Although every organization is different, it’s possible to paint broad strokes on the management structure needed to deliver servitized performance. The key to delivering servitized product delivery is organizational alignment. The lines between sales and service must blur: sales teams must learn, appreciate, and sell the value of service and customer-value-extraction. Service, on the other hand, must recognize that the company’s financial performance will depend on their ability to execute and ensure that customers extract the expected value from the OEM’s equipment.
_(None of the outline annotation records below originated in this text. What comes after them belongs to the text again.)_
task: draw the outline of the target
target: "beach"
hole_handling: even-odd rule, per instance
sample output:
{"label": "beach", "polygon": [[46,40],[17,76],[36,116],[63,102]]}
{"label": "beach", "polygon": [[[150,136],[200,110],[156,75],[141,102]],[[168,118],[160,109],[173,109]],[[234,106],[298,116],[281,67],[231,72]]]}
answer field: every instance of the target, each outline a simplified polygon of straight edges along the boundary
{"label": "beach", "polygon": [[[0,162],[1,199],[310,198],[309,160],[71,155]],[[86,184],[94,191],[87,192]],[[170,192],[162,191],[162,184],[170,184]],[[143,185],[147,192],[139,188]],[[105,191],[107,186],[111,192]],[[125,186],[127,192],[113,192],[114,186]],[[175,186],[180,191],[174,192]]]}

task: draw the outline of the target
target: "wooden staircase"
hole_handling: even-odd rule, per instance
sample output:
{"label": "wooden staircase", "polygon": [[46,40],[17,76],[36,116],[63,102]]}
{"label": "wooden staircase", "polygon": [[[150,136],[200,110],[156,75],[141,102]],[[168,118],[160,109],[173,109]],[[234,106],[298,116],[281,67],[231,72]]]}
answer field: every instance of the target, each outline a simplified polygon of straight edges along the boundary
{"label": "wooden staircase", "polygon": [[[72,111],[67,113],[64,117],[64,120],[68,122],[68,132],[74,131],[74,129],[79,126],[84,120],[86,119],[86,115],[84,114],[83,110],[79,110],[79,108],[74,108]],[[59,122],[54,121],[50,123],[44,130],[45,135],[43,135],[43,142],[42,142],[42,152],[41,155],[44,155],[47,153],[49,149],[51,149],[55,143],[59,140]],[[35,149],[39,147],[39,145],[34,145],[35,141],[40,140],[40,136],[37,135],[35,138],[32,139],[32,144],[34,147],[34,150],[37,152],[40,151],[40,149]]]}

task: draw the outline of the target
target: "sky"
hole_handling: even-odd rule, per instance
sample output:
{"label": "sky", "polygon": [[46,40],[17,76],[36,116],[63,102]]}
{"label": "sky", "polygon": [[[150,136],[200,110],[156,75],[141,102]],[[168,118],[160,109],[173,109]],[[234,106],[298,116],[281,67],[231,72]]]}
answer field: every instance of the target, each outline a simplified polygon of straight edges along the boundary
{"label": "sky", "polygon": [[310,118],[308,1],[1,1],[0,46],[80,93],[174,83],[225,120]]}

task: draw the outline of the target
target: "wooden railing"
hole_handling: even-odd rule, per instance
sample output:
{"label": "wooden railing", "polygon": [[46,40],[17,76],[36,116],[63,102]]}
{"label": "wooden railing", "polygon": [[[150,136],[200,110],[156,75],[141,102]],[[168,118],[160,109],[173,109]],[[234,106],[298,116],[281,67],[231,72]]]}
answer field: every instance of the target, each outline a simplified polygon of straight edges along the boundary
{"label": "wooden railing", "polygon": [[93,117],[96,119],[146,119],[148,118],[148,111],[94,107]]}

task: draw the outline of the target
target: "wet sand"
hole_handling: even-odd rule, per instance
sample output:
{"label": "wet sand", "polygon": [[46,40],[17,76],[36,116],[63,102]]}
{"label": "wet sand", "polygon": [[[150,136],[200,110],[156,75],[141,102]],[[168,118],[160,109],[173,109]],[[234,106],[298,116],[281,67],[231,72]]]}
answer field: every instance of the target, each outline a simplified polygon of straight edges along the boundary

If service fails, revenue will be negatively impacted. As a result of this interdependence, sales and service organizations need to work more closely together. These two organizations should report into a single unified head – with a title such as VP of Customer Success – whose two largest components of variable comp should be service delivery and sales, in that order. It must be clear from the top down that customer service is king.
Lastly, OEMs will need a new set of tools to succeed in a servitization world. Traditional field service management software will not be enough. Servitization is about customer service; as such, OEMs will need new tools to more effectively engage and support their customers. On demand support tools such as those offered by Pristine will become ever more important. So will tools that empower customers to diagnose and repair equipment on their own. These tools will become mission critical as OEMs won’t be paid if their equipment isn’t working as advertised. OEMs must find and implement the right tools so that their customers can service equipment on demand with OEM support and guidance.